When he was just eight years old he began his yogic training with an enlightened teacher, Sant Hazara Singh, who proclaimed him to be a Master of Kundalini Yoga when he was sixteen and a half.

During the turmoil of partition in 1947, at the age of 18, he led his village of 7000 people, near what is Lahore Pakistan today, 325 miles on foot to safety in New Delhi, India, where he arrived with only the clothes on his back. He continued his education at Punjab University where he excelled in debate and was a star athlete, playing both hockey and soccer.

After graduating with a degree in Economics, he began Indian government service with India’s Internal Revenue Department. Shortly thereafter he moved to the Customs Service and become head of Customs at Palam International Airport (now known as New Delhi’s Indira Gandhi Airport).

He married Inderjit Kaur in 1952. They had two sons, Ranbir Singh and Kulbir Singh, and a daughter, Kamaljit Kaur.

In September of 1968, he left India for Canada to teach yoga at Toronto University, carrying a letter of recommendation from Sir James George, Canadian High Commissioner in New Delhi, who had been his student. After two months in Canada, he flew to Los Angeles for a weekend visit.

Arriving in Los Angeles virtually unknown, Yogi Bhajan met a number of young hippies, the spiritual seekers of that era, and immediately recognized that the experience of higher consciousness they were attempting to find through drugs could be achieved by practicing Kundalini Yoga, while simultaneously rebuilding their nervous systems.

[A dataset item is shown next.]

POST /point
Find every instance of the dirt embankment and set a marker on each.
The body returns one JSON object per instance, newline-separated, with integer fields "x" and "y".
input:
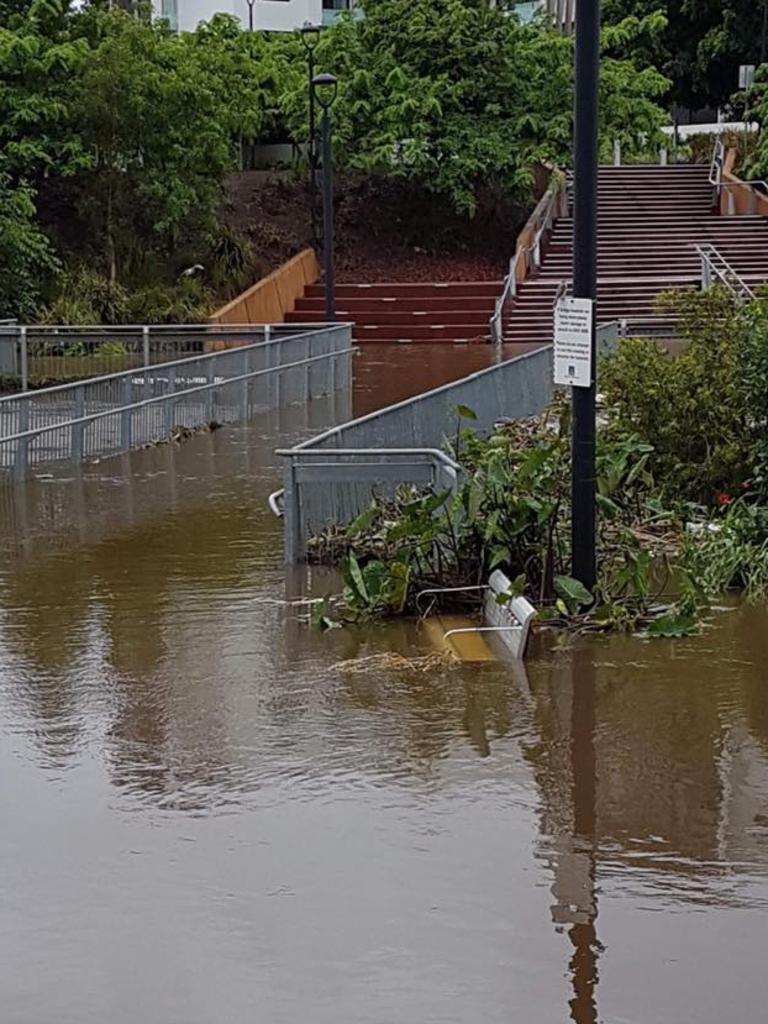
{"x": 384, "y": 230}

Breaking the centuries old tradition of secrecy surrounding the empowering science of Kundalini Yoga, he began teaching it publicly. With the yogic sciences of yoga, meditation, yogic philosophy, and loving acceptance, he gave the soon to be called “Baby Boomers” an effective alternative to the prevalent drug culture. He called it the “3HO” (healthy, happy, holy) way of life.

His motto: “If you can’t see God in all, you can’t see God at all.”

His credo: “It’s not the life that matters, it’s the courage that you bring to it.”

His challenge to students, “Don’t love me, love my teachings. Become ten times greater than me.”